I was - and am - a professional performer, after all, and there’s nothing a performer won’t do to lay down a show. Anyway, it worked: they loved my face, loved the look in my eyes - no doubt seeing unbearable arousal, or perhaps the heady first-night nerves of an adolescent. But there was nothing in my eyes at all boredom, bathos, bewilderment, and the great oh-God-let-it-be-over of gagging on coffee creamer and waiting for the moment of truth at which I could raise my eyes to heaven and let it seep sticky on to my chin. I was good at my job. Not at first, but I learned fast.

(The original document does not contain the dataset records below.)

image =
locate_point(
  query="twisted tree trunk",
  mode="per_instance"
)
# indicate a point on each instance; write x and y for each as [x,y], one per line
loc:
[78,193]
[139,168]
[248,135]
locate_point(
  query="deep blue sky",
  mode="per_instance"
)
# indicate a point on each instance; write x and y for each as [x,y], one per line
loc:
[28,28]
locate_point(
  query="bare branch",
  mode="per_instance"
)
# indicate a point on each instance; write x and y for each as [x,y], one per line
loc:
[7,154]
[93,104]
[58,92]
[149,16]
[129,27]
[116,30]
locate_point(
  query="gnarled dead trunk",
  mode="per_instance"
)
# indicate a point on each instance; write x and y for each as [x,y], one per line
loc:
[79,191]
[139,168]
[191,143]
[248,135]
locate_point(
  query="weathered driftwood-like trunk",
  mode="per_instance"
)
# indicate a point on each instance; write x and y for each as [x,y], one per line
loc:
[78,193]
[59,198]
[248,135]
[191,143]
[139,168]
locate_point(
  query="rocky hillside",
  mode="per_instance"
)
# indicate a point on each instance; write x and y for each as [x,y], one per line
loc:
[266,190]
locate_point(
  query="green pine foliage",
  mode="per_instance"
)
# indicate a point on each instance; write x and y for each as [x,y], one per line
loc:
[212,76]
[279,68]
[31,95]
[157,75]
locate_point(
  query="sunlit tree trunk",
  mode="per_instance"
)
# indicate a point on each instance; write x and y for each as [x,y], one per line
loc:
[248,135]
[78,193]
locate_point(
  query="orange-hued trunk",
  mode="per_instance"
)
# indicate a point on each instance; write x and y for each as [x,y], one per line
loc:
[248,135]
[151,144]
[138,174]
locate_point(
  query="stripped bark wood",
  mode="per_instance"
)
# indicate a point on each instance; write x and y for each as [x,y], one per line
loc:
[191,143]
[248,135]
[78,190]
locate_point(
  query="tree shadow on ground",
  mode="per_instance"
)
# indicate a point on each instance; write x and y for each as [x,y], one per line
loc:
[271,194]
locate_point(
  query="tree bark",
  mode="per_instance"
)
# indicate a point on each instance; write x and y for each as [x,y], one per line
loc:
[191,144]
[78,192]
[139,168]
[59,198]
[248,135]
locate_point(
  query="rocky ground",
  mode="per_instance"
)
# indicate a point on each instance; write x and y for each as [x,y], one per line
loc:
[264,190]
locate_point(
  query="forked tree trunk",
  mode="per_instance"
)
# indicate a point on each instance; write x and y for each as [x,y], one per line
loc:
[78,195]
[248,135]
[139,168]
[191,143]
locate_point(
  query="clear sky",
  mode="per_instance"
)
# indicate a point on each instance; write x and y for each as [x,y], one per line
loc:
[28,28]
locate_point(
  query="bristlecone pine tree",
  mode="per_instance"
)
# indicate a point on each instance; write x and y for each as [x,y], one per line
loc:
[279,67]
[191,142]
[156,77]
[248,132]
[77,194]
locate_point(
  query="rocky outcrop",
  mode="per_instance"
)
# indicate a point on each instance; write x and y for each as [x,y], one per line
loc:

I was just a kid, and relatively speaking I knew nothing about sex although like most kids of the same age I thought I’d seen it all; and this was a shame if not a tragedy, although there was nothing tragic about any of it, really, because tragedy is too damn good a word.

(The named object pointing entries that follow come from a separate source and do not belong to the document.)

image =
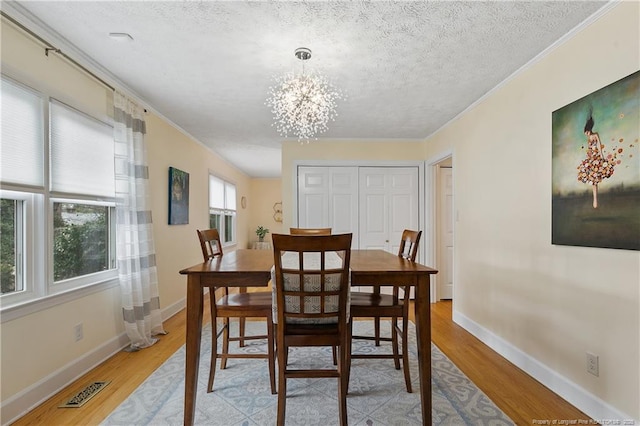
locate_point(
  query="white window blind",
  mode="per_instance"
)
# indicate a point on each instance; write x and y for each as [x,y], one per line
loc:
[216,193]
[22,143]
[230,195]
[82,153]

I hadn’t, of course, seen all of it - or even most of it, thank God - but it’s a shame that I saw so much of that room, those sticky screens, my own holes and my body doing things no kid should experience for the first time in public. I watched those screens obsessively. I watched myself being watched. I watched to see if I was doing it right, doing it
hard, doing it like I
loved it.
Why did I do it? I needed money, and fast, and got in with the wrong people, but like many other kids who end up in the sex industry, I was a runaway and an would-be adventurer, with no sense of decorum or manners or self-preservation. Teenagers should be left to their own silly devices, with their big talk and pretty faces and their beautiful young bodies, but the sex industry is a parasite, a dragnet, trawling the bottom-feeding circuits for the lost boys and girls missed by God and St Christopher and orphaned by circumstance or by design. The sex industry is the man your mother warned you about; the one who promises chocolate sprinkles if you’ll go with him to his house. I was broke and curious. I wore a cheap g-string and an old black balconette bra of my mother’s: I was young and chubby and nervous. “At least it’s not waitressing,” I said to myself, reflected in the mirrored walls of the changing room where we waited out the time between shifts, “and anyway, even if it’s horrible I’ll learn all about sex and I’ll get really good at it and then people will say I’m really good in bed, like in Cosmo.”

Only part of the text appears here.